In what could be one of the most significant shifts of clout in the auto industry, Ford Motor f will hand over the keys to its high-class Jaguar and Land Rover brands to a relatively unknown Indian conglomerate that wants to be a high-end player.

The sale is expected to be announced Wednesday, according to a source briefed on the negotiations who did not want to be named because the deal had not yet been made public. Tata is to pay about $2 billion for the two brands, which cost Ford $5.3 billion, and continue building the British vehicles in the U.K.

Though not surprising — the transaction's been the buzz since July — it remains stunning to think of Ford selling its premium British brands to Tata Motors, a specialist in inexpensive, small cars. The industry has until now been focused on China as the next big world player.

"This represents a first, with an Indian company really stepping outside as an investor with a significant couple of brands," says David Cole, chairman of the Center for Automotive Research. "And it enables Ford to convert what has been a pretty extensive part of the company into some needed cash. This is really a pretty big step."

Mike O'Driscoll, managing director of Jaguar Cars under Ford, says he met with Tata's top executives as the deal was being hammered out and is encouraged that the new owners will let the Jaguar staff run the company with little interference.

Tata "will give us some space.
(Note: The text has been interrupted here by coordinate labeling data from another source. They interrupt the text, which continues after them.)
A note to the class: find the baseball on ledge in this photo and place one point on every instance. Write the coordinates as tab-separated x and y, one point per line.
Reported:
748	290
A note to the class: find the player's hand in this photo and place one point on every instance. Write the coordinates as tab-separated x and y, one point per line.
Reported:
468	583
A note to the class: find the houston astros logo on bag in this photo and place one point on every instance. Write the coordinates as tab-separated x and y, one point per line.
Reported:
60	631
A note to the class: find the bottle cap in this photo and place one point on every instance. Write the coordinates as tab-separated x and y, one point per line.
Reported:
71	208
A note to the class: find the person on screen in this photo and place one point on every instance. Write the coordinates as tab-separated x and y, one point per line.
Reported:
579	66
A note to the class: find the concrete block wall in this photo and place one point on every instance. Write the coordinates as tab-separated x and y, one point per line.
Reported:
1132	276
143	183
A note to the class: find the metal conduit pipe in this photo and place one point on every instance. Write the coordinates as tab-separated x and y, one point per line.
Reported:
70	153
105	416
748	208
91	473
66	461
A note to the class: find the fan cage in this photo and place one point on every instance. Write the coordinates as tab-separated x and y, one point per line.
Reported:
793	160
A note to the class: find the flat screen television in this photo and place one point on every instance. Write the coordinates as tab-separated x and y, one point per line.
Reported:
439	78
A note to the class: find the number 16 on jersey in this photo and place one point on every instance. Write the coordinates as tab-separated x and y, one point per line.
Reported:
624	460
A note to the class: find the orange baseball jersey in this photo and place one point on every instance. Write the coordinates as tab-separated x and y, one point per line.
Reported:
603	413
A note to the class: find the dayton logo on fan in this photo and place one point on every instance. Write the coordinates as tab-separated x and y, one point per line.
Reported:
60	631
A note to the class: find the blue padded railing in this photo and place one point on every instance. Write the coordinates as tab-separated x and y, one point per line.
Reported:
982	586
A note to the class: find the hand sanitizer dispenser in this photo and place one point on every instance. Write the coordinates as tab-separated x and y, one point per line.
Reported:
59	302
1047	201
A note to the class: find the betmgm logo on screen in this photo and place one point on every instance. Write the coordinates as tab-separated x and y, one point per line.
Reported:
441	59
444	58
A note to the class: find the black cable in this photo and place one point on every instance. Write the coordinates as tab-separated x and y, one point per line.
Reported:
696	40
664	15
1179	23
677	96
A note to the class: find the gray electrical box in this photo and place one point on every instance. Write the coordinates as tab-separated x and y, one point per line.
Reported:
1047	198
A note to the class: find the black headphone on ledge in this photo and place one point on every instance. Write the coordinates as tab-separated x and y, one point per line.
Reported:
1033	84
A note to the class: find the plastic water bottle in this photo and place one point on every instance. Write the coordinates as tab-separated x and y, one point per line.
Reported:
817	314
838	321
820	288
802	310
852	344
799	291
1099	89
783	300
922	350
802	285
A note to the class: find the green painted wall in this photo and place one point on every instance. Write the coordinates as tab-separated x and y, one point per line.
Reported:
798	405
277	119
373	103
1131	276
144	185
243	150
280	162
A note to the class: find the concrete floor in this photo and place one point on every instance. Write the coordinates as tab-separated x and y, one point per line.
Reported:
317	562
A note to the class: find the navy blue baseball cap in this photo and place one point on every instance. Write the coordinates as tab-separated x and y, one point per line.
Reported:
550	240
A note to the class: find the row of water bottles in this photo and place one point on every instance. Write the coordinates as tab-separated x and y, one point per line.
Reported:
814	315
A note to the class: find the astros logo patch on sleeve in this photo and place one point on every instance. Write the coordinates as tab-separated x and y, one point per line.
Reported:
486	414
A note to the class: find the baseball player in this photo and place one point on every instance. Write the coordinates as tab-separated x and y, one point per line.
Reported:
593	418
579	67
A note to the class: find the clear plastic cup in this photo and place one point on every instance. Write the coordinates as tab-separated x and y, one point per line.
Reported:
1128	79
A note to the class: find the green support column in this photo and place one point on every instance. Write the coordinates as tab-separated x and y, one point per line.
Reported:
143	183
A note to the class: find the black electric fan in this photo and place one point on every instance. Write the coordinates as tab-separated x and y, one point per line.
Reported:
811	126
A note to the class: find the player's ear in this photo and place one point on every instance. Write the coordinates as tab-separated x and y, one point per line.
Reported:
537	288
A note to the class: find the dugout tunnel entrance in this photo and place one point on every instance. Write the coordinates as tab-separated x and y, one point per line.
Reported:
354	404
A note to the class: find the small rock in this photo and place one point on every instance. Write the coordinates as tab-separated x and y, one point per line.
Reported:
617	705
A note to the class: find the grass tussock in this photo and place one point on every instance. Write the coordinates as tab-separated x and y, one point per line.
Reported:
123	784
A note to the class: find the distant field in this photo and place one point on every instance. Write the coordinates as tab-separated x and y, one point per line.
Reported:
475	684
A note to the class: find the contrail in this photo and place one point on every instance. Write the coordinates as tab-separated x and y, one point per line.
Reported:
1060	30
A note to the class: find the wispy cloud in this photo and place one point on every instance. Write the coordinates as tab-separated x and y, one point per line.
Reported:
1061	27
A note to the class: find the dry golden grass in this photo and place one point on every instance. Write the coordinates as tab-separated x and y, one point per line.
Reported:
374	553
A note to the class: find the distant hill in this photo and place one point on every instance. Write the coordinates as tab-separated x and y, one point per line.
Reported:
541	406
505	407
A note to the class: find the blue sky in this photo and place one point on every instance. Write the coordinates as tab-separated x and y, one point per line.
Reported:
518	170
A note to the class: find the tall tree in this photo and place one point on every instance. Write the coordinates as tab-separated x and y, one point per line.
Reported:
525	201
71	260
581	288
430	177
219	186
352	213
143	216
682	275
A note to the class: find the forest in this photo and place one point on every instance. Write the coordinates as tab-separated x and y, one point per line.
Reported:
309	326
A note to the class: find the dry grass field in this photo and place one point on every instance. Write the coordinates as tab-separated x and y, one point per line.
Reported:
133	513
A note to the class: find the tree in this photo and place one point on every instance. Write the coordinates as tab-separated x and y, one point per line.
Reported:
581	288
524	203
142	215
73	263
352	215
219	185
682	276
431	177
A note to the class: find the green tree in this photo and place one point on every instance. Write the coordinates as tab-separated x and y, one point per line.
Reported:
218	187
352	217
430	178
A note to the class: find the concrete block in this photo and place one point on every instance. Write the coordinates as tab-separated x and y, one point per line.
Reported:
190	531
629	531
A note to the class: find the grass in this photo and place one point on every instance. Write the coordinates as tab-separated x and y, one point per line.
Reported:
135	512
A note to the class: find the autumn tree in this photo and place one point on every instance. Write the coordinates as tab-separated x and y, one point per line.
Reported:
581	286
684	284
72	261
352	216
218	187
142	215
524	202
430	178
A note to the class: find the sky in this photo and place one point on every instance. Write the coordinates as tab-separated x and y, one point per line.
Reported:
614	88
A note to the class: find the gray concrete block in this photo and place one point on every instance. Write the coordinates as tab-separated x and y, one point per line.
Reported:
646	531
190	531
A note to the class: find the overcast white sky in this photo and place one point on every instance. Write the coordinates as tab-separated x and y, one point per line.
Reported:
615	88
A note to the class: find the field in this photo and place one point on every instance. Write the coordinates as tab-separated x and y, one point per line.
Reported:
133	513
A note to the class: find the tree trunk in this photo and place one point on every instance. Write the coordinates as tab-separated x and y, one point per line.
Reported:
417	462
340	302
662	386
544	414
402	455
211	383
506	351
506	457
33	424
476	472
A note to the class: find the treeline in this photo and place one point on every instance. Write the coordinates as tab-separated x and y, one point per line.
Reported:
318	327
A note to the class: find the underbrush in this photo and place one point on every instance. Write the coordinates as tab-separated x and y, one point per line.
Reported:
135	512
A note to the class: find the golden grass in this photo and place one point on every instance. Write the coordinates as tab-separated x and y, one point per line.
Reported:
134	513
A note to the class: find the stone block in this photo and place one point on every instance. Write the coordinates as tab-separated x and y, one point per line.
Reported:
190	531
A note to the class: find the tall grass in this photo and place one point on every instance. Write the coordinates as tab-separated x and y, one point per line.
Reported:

They want us to run our business, be a premium British car company," he says.

For struggling Ford, the move sheds two European luxury brands that had become a drag on cash. Particularly draining was Jaguar, in which Ford sank nearly $10 billion trying to revive the brand after spending $2.5 billion to buy it in a deal that closed in 1990.

The deal catapults Tata Motors into a high-profile position in the global auto industry.

The automaker is controlled by Tata Group, a privately held Indian conglomerate with 98 operating companies in industries such as heavy trucks, energy, chemicals, communications and engineering, but the Tata Motors brand is not well-known worldwide.

It made a splash in January, though, when it announced plans for a $2,500 car to replace the motor scooters commonly used in developing countries to cart around entire families.

Tata earned $420 million in fiscal 2007, according to filings with the Securities and Exchange Commission, and sold 588,000 trucks and small cars that year.

"They are very serious, very well funded and not inexperienced in cars," says Tom Purves, CEO of BMW North America. "They are probably the best possible owner for Jaguar and Land Rover. Actually, they are probably the only company that could come in and do this."

"I didn't know anything about Tata, but I do now, and I'm very excited about it," says Blair Sharpe, owner of a Jaguar dealership in Grand Rapids, Mich. "It's a new chapter for Jaguar and Land Rover. (Tata) is a big company. They have lots of resources and the money to invest in new products."

Bert Boeckmann, owner of Galpin Jaguar in Los Angeles' San Fernando Valley, says he's encouraged by the sale. Tata Chairman Ratan Tata has shown enthusiasm for the product.

"I think they see this as a unique opportunity to gain some real recognition in the auto industry," Boeckmann says.